First, the target gene is cloned. The middle portion of the gene is replaced with a selectable marker, typically the neo gene that confers resistance to the drug G418. This construct is then introduced back into mouse embryonic stem cells and cells with G418 resistance are selected. The surviving cells are screened for cells where the chromosomal copy of the target gene has been replaced with the neo-containing construct by homologous recombination of the flanking sequences. These embryonic stem cells are then injected into mouse blastocyst-stage embryos and these chimeric embryos are transferred to the uterus of a pseudopregnant female mouse. The knockout cells will participate in the formation of many tissues in the mouse fetus, including germ-line cells. The chimeric offspring are interbred to produce offspring that are homozygous for the knockout allele.
The phenotypes of the knockout mice provide information about the function of the gene.

28
Q

How is RNA interference used in the analysis of gene function?

A

RNA interference is one potential reverse genetics approach to analyze gene function, by specifically repressing expression of that gene. Double-stranded RNA may be injected directly into a cell or organism or the cell or organism may be genetically modified to express a double-stranded RNA molecule corresponding to the target gene.

29
Q

___ ____ is the correction of a defective gene by either gene replacement or the addition of a wild-type copy of the gene. For this to work, enough of the cells of the critically affected tissues or
organs must be transformed with the functional copy of the gene to restore normal physiology.

A

gene therapy

30
Q

The introduction to this chapter discusses how gene therapy is used to treat Leber congenital amaurosis (LCA, a type of severe blindness). What characteristics of blindness that affect the retina (such LCA) make it an attractive candidate for treatment by gene therapy?

A

Retinal cells are limited in number and localized to the back of the eye, where they are relatively accessible. Light perception and vision are easily quantified, so that the effects of gene therapy can be measured. Because blindness is a major handicap, even partial success is highly beneficial to the patient. The genes responsible for the disease are known and can be tested to determine where the mutation lies before gene therapy.

31
Q

Will restriction sites for an enzyme that has 4 bp in its restriction site be closer together, farther apart, or similarly spaced, on average, compared with those of an enzyme that has 6 bp in its restriction site?

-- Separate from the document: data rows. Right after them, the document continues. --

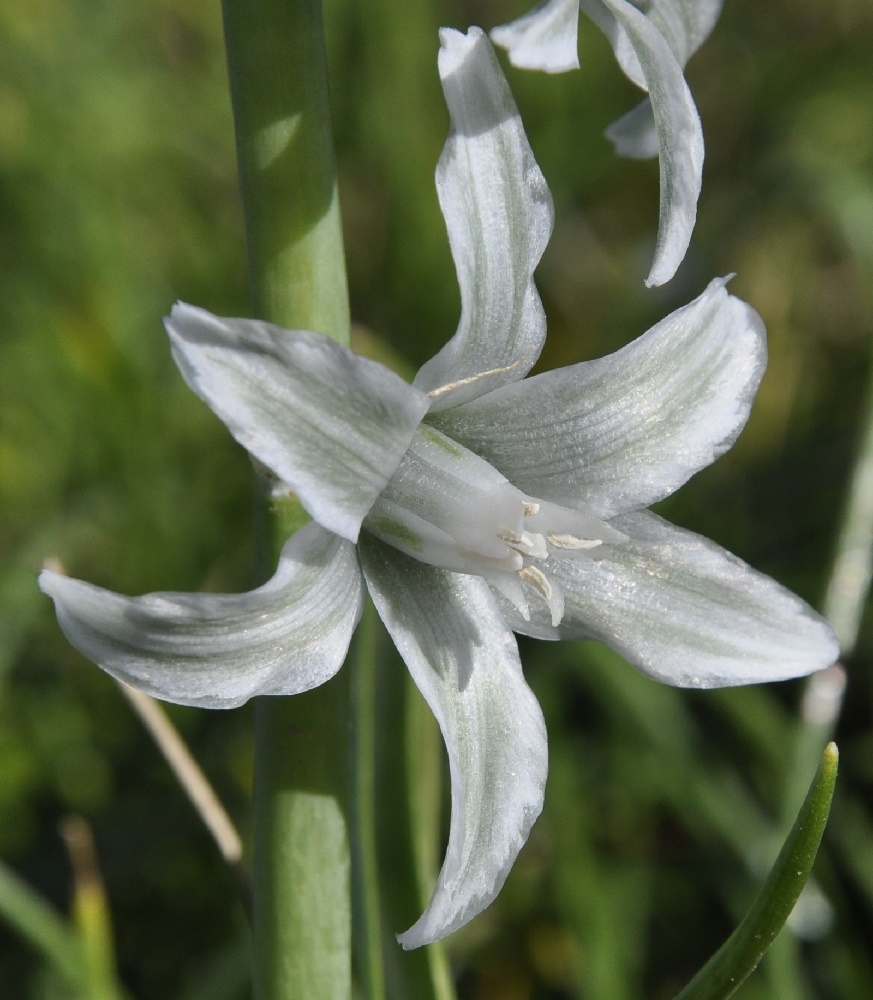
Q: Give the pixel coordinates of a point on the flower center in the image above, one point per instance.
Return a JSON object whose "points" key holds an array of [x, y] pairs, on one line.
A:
{"points": [[448, 507]]}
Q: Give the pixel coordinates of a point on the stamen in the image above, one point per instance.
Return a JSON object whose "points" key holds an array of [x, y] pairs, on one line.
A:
{"points": [[532, 545], [572, 542], [553, 596], [537, 579]]}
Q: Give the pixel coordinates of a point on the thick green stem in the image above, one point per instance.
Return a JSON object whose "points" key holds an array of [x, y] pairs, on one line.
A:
{"points": [[278, 75], [278, 79]]}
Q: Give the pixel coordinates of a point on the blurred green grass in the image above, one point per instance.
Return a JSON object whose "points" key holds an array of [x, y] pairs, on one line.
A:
{"points": [[118, 196]]}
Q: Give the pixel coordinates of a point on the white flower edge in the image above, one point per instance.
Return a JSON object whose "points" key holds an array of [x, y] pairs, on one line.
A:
{"points": [[624, 431], [541, 39], [219, 650], [499, 217], [544, 38], [685, 611], [464, 660], [352, 418]]}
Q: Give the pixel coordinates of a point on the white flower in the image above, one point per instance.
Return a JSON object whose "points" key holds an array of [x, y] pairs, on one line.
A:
{"points": [[473, 503], [653, 40]]}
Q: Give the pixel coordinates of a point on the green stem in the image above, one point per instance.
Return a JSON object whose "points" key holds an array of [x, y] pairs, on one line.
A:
{"points": [[740, 954], [368, 911], [278, 77]]}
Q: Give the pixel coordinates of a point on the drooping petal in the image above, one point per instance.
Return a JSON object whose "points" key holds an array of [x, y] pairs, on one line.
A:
{"points": [[684, 610], [635, 134], [465, 662], [684, 24], [545, 38], [624, 431], [331, 424], [219, 650], [680, 137], [498, 213]]}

Explain your reasoning.

A

The restriction sites for an enzyme with a 4-bp recognition sequence should be spaced closer together than the sites for an enzyme with a 6-bp recognition sequence. The 4-bp recognition sequence will occur with an average frequency of once every 44 = 256 bp, whereas the 6-bp recognition sequence will occur with an average frequency of once every 46 = 4096 bp.

32
Q

You have discovered a gene in mice that is similar to a gene in yeast. How might you determine whether this gene is essential for development in mice?

A

This gene must first be cloned, possibly by using the yeast gene as a probe to screen a mouse genomic DNA library. The cloned gene is then used to create a knockout mouse strain. A neo gene is inserted into a cloned exon sequence, followed by the tk (thymidine kinase) gene. This construct is then introduced into mouse embryonic stem cells. Selection of G418 resistant and gancyclovir resistant cells will identify transformants where homologous recombination resulted in insertion of the neo gene into the target mouse gene exon. These knockout stem cells are injected into blastocyst stage embryos, which are then transferred to the uterus of a pseudopregnant mouse. The progeny are tested for the presence of the knockout allele. Progeny with the knockout allele are interbred. If the gene is essential for embryonic development, no homozygous knockout mice will be born. The arrested or spontaneously aborted fetuses can then be examined to determine how development has gone awry in fetuses that are homozygous for the knockout allele.